Personal information
- Full name: Bianca Urbanke-Rösicke
- Born: September 17, 1967 (age 58) Ludwigsfelde, East Germany
- Nationality: German
- Height: 179 cm (5 ft 10 in)
- Playing position: Right back

Youth career
- Years: Team
- 1974-1980: BSG Lok Rangsdorf
- 1980-1985: ASK Vorwärts Frankfurt

Senior clubs
- Years: Team
- 1985-1990: ASK Vorwärts Frankfurt
- 1990-1993: Bayer Leverkusen
- 1993-1994: TV Lützellinden
- 1994-1999: Frankfurter HC
- 1999-2001: Ferrobus Mislata
- 2001-2004: Frankfurter HC
- 2005: Thüringer HC

National team
- Years: Team
- 1987-1990: East Germany
- 1990-1997: Germany / 207 / (775)

Medal record
Representing Germany
World Championship
| Gold medal – first place | 1993 Norway |  |
European Championship
| Silver medal – second place | 1994 Germany |  |

= Bianca Urbanke =

German handball player (born 1967)

Bianca Urbanke-Rösicke (born 17 September 1967) is a German handball player. She was a part of the German team that won the 1993 World Women's Handball Championship. She also participated at the 1992 Summer Olympics, where the German national team placed fourth.

==Career==
Bianca Urbanke started playing handball aged 6 at BSG Lok Rangsdorf. In 1980 she joined the Kinder- und Jugendsportschule, which had a connection to ASK Vorwärts Frankfurt, one of the strongest teams in DDR in the 1980's. She joined ASK Vorwärts Frankfurt at the age of 15.

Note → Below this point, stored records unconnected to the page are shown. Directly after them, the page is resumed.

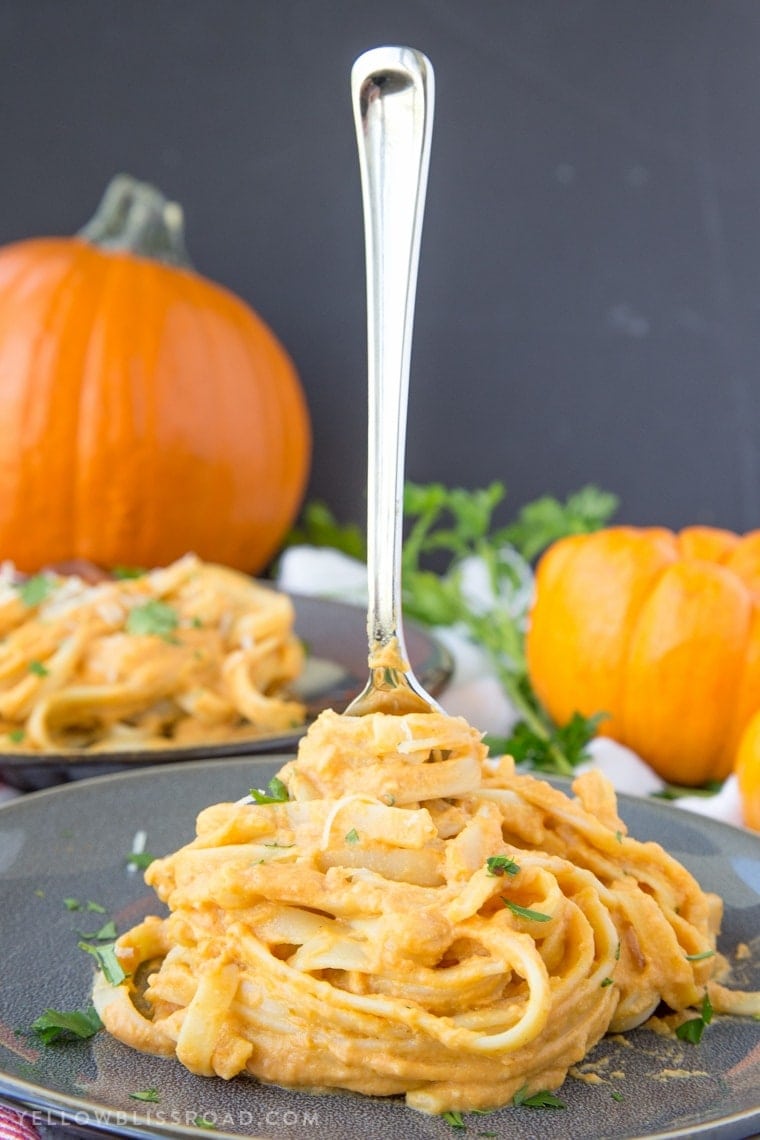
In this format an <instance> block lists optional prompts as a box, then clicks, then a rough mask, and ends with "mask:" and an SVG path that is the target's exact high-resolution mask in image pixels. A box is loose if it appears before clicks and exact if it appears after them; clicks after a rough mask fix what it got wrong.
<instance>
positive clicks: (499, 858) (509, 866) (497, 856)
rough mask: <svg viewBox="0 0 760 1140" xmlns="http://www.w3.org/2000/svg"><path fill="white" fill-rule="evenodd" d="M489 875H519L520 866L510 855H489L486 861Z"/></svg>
mask: <svg viewBox="0 0 760 1140" xmlns="http://www.w3.org/2000/svg"><path fill="white" fill-rule="evenodd" d="M485 866H487V868H488V873H489V874H517V871H520V866H518V864H517V863H515V861H514V860H513V858H512V856H510V855H489V857H488V858H487V860H485Z"/></svg>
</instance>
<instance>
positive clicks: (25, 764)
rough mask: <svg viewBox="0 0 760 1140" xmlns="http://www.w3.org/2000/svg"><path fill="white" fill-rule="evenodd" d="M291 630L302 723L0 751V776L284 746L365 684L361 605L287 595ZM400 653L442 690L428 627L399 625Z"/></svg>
mask: <svg viewBox="0 0 760 1140" xmlns="http://www.w3.org/2000/svg"><path fill="white" fill-rule="evenodd" d="M289 596H291V598H292V600H293V604H294V606H295V632H296V633H297V635H299V636H300V637H301V640H302V641H303V642H304V644H305V646H307V653H308V658H307V666H305V669H304V671H303V674H302V676H301V677H300V678H299V681H297V683H296V684H294V685H293V692H294V694H295V695H296V697H297V698H299V699H300V700H302V701H303V702H304V703H305V706H307V723H305V725H304V726H303V727H301V728H296V730H294V731H293V732H289V733H276V734H272V733H270V734H268V735H258V736H251V738H250V739H248V740H234V741H229V742H227V743H223V744H220V743H213V744H194V746H193V747H181V746H180V747H174V748H172V747H167V748H141V749H129V750H114V751H92V750H89V751H88V750H81V751H74V750H71V751H62V752H28V751H27V752H22V751H18V752H10V751H0V781H5V783H7V784H10V785H11V787H14V788H18V789H21V790H22V791H34V790H39V789H41V788H49V787H51V785H54V784H58V783H65V782H68V781H71V780H81V779H82V777H84V776H91V775H96V774H111V773H115V772H120V771H123V769H124V768H131V767H136V766H138V767H146V766H149V767H153V766H154V765H157V764H172V763H177V762H179V760H193V759H199V758H204V759H219V758H221V757H229V756H250V755H255V754H260V752H291V751H293V750H294V749H295V747H296V744H297V742H299V740H300V739H301V736H302V735H303V733H304V732H305V730H307V726H308V725H309V723H310V722H311V720H313V718H314V717H316V716H318V715H319V712H321V711H322V710H324V709H326V708H335V709H337V710H338V711H340V710H341V709H343V708H344V707H345V706H346V705H348V703H349V701H351V700H352V699H353V698H354V697H356V695H357V694H358V693H359V692H360V691H361V690H362V689H363V686H365V684H366V683H367V675H368V674H367V611H366V609H362V608H360V606H358V605H349V604H346V603H343V602H334V601H327V600H324V598H316V597H307V596H304V595H297V594H291V595H289ZM404 640H406V643H407V652H408V654H409V661H410V663H411V667H412V669H414V670H415V674H416V675H417V677H418V678H419V681H420V682H422V684H423V685H424V687H425V689H426V690H427V691H428V692H430V693H431V694H432V695H433V697H435V695H438V694H440V693H441V691H442V690H443V687H444V686H446V684H447V682H448V679H449V677H450V676H451V673H452V670H453V662H452V660H451V655H450V654H449V652H448V650H447V649H444V648H443V645H442V644H441V643H440V642H439V641H438V640H436V638H435V637H433V636H431V634H430V633H427V630H425V629H423V628H422V627H419V626H417V625H415V624H414V622H407V624H404Z"/></svg>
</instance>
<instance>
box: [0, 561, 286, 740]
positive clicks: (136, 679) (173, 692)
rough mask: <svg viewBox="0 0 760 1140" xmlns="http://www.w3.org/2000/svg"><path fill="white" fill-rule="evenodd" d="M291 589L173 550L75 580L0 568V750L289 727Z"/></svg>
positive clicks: (43, 572) (200, 738)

From the 1985-86 season she played in the first team, where she played together with Silke Fittinger and Katrin Krüger. She won three DDR-championships with the club.

After the fall of the Berlin Wall she joined Bayer Leverkusen. Here she won the 1990-91 DHB-Pokal.

In 1993 she joined reigning champions TV Lützellinden for a single season, before rejoining Frankfurter HC. With Lützellinden she finished second in the Bundesliga.

In 1999 she joined Spanish team Ferrobus Mislata. Here she won the EHF Cup and the Spanish Cup.

In 2001 she returned to Germany and Frankfurter HC, which played in the 2nd Bundesliga at the time. In 2001-02 the club was promoted again to the Bundesliga with Urbanke as the key player. In the 2002-03 season they finished 4th in the Bundesliga and won the DHB-Pokal. Aged 35 Urbanke was the top scorer in the Bundesliga and won the player of the season award. In the 2003-04 season FHC won the German championship, and Urbanke was once again named the player of the year. Afterwards she retired from handball, but made a comeback in March 2005 for the second tier team Thüringer HC, where she played the rest of the season.

==National team==
Bianca Urbanke played both for the East Germany and the unified Germany teams. In 1987 she made her debut for the East German team.

She missed the 1990 World Championship, as she had already moved to West Germany to join Bayer Leverkusen.

Her first major tournament was the 1992 Olympics, where Germany finished 4th. The following year she won the 1993 World Women's Handball Championship, beating Denmark in the final. In 1994 she won silver medals at the inaugural European championship, this time losing to Denmark.

She only saw minimal playing time at the 1996 Olympics, which made her announce that she would not play under Ekke Hoffmann, the German head coach, anymore. Therefore she did not play at the 1997 World Championship and the 1998 European Championship. When Lothar Doering became the German head coach, she returned to the national team and played at the 1999 World Championship, where Germany finished 7th.

==Private==
Bianca Urbanke-Rösicke is married to handball coach Dietmar Rösicke, and they have two children together. They met when he coached ASK Vorwärts Frankfurt.